Vayetzei
Every so often someone asks about the word “mizpah”, found in this sidra, because it appears on a piece of jewellery sold in a national chain of shops.
When the sidra Vayetzei begins, Jacob is effectively running for his life, leaving home and family in Beer Sheba, and going towards unknown relations in Haran. A frightened and homesick young man, uncertain of what the future will bring, he stops alone by a roadside at night and dreams the dream which is to sustain him throughout his life – he dreams of a ladder connecting heaven to earth, and there on that ladder he encounters God.

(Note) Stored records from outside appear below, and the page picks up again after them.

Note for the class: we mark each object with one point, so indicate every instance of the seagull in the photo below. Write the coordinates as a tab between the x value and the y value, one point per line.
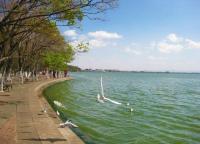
68	123
44	110
57	113
131	109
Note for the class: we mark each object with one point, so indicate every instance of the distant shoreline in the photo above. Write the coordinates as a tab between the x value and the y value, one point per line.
101	70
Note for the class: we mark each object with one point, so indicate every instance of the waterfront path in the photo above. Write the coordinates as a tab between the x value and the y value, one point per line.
23	122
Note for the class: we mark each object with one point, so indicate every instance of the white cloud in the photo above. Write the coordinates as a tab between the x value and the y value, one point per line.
174	43
151	57
70	33
104	35
173	38
132	51
94	43
168	48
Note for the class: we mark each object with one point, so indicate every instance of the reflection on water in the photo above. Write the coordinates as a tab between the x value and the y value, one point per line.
166	107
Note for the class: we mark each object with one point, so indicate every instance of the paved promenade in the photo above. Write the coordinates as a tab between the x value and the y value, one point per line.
23	122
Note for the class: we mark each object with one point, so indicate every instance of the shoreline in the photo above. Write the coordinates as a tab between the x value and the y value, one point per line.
26	123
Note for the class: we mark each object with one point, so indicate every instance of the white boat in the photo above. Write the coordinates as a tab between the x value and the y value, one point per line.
101	98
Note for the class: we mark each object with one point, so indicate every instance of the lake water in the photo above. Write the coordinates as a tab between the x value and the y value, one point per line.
166	107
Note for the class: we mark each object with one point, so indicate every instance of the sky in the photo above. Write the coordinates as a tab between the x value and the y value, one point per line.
141	35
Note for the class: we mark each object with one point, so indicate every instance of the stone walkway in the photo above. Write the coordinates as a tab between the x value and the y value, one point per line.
23	122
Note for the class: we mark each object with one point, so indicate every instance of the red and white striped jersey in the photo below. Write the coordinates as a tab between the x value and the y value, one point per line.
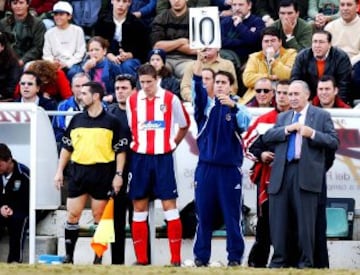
152	122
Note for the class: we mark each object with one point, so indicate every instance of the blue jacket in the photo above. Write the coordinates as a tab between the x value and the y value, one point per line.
244	38
16	194
59	123
219	128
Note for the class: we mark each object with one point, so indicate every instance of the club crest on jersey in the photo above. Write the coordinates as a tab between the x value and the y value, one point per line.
228	117
163	108
153	125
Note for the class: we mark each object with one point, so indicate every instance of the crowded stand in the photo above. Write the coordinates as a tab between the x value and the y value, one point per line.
49	49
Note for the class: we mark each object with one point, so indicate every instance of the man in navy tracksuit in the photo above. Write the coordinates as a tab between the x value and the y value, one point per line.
218	177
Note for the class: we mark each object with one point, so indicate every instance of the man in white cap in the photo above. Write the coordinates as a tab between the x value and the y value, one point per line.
65	43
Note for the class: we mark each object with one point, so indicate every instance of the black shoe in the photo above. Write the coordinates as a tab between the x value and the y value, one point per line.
68	259
97	260
199	263
233	263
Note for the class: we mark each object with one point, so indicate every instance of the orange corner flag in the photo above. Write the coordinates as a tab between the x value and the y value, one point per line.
104	233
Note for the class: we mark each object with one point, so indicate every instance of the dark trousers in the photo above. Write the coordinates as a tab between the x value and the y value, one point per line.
17	226
293	206
259	253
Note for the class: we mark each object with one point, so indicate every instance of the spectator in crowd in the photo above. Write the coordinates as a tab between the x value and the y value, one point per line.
295	32
100	68
128	37
96	146
30	84
240	33
323	59
10	70
124	87
293	196
14	202
321	12
264	96
86	14
2	8
54	83
65	43
218	179
263	157
61	122
326	98
162	5
327	94
170	32
26	32
346	36
212	60
273	62
269	10
152	115
166	80
42	9
145	10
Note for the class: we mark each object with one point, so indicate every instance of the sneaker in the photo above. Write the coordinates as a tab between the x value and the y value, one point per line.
233	263
97	260
140	264
68	260
199	263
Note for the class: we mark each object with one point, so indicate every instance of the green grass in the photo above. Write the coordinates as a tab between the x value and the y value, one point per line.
112	269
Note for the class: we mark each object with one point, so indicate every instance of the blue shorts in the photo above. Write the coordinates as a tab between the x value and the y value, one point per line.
152	176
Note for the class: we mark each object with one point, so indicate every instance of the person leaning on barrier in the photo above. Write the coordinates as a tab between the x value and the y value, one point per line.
14	202
218	178
124	87
60	122
153	114
323	59
301	138
263	156
273	62
327	94
96	146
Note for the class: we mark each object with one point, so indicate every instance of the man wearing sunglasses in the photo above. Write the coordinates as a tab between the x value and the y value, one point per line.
264	94
273	62
262	156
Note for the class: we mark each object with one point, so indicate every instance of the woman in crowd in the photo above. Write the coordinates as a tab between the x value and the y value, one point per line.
166	80
99	67
54	83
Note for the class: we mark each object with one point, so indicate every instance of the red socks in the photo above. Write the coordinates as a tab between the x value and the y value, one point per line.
140	240
174	230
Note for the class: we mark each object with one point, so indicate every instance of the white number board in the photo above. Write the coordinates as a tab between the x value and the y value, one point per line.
204	28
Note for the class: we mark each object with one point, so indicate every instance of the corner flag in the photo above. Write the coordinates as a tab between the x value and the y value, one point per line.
104	233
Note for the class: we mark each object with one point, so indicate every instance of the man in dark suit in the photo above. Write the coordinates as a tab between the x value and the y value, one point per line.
300	148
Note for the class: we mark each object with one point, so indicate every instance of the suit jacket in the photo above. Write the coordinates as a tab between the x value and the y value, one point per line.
313	151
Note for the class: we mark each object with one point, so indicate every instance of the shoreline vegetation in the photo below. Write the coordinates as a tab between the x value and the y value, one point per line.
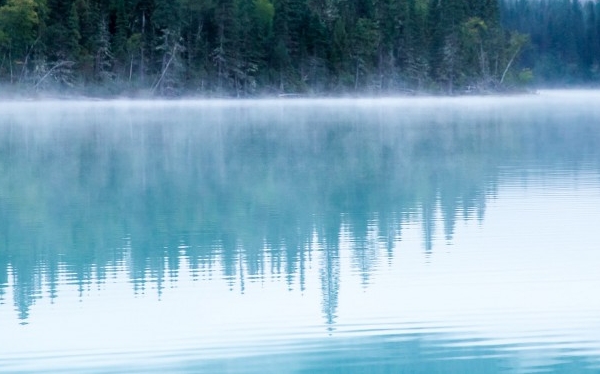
294	48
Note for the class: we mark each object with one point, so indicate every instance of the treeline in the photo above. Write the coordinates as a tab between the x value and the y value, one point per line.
250	47
565	38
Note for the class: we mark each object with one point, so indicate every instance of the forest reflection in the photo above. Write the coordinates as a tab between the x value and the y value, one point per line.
242	193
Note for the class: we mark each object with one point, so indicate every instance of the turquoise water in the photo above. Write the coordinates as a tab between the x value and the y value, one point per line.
415	235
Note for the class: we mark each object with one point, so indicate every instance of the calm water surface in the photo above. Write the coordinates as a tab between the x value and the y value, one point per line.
455	235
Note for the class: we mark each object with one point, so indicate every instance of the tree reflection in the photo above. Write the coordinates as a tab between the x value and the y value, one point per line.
244	195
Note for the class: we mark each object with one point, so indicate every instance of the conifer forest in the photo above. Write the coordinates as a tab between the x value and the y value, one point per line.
249	48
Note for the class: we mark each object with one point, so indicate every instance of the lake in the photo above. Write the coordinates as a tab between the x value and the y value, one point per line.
405	235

By the time the sidra ends, much of the trickery which caused him to leave home will have been reflected into his own life – his father in law will have deceived him with his bride (the mirror image of his own deceiving of his father), the older will not be passed over for the younger (as was done when he took the blessing meant for his older brother.) After 20 years Jacob is returning home a wealthy and confident man, no longer alone but with a substantial entourage, and of course also as a husband and father. Relations with his father in law have been marked by abuse and mistrust, and at the end of the sidra Jacob makes good his escape, only to be chased by Laban who is searching for the stolen household gods, and who doesn’t want this young kinsman to leave and take with him both family and family wealth. The two make a pact finally, neither of them happy about the other but both unable to do anything further about it. The pact is marked by a mound of stones, named in both the Hebrew of Jacob (Galeid) and the Aramaic of Laban (y’gar sahadoota) , and then it is suddenly named again ‘Mitzpah’, because Laban said “May the Eternal watch between you and me when we are out of sight of each other, if you ill- treat my daughters or take other wives besides my daughters – though no one else be about, remember the Eternal God will be a witness between you and me” (31:49).
Mitzpah then is not a blessing but a warning. Far from being a token designating eternal love, it is more a sort of token of eternal mistrust. Yet there it is to be found on the pages of well known catalogue store under the rubric “His and Hers split pendant set”, along with other split pendants with such inscriptions as “Our Hearts beat as One”, and even the famous speech of Ruth to Naomi “where you go I will go, where you lodge I will lodge, your people will be my people and your God my God”.
One wonders what the designers of this jewellery, and also the many people who actually buy it would think, if they realised that the apparently romantic message in fact is a barely coded warning between two known tricksters that whatever they do, even in secret when no one is around to observe them, the truth will be known to God, who will most certainly judge them.
The whole business set me wondering about the things we wear to remind us of what is important to us.
Traditionally Jews wear certain things to remind us of the biblical commandments – tefillin in the daily morning service which contain paragraphs from bible reminding us of the obligation to love God and to teach our children to do so too; or tallit with the corner fringes knotted to remind us of the 613 commandments said to be in Torah, many of which deal with how to behave towards others – but even these reminders can become habitual so that we don’t really think of the meaning of these commandments which are designed to shape our behaviour to be holy – to behave against our own selfish needs or interests in favour of bettering our world, developing creation along with God. We could do though with something to jolt us out of our daily existence, something to remind us that God is there in everything we do and everything we see. The traditional system of blessings said before we do any action has much to commend it, the whole system of time bound mitzvot marking our days and our weeks, of shabbatot and festivals, they are all designed as ‘signs’ to remind us of our partnership with the Creator and our responsibilities to God, but few of us today have the kind of lives which would make all these signs meaningful. Thinking about it, maybe we should all buy one of those pendants which say MIZPAH, not as a declaration of love for another, but to remind ourselves that all the twists and turns of our lives, all our petty temptations and deceits and actions and inactions, they may all be hidden from our fellow human beings, but will never be hidden from God, who will ultimately judge us. Everything we say and everything we do, at home or outside, whatever time of day – we should do in the certain knowledge and fear that it will not be forgotten. That would certainly add a different dimension to our lives!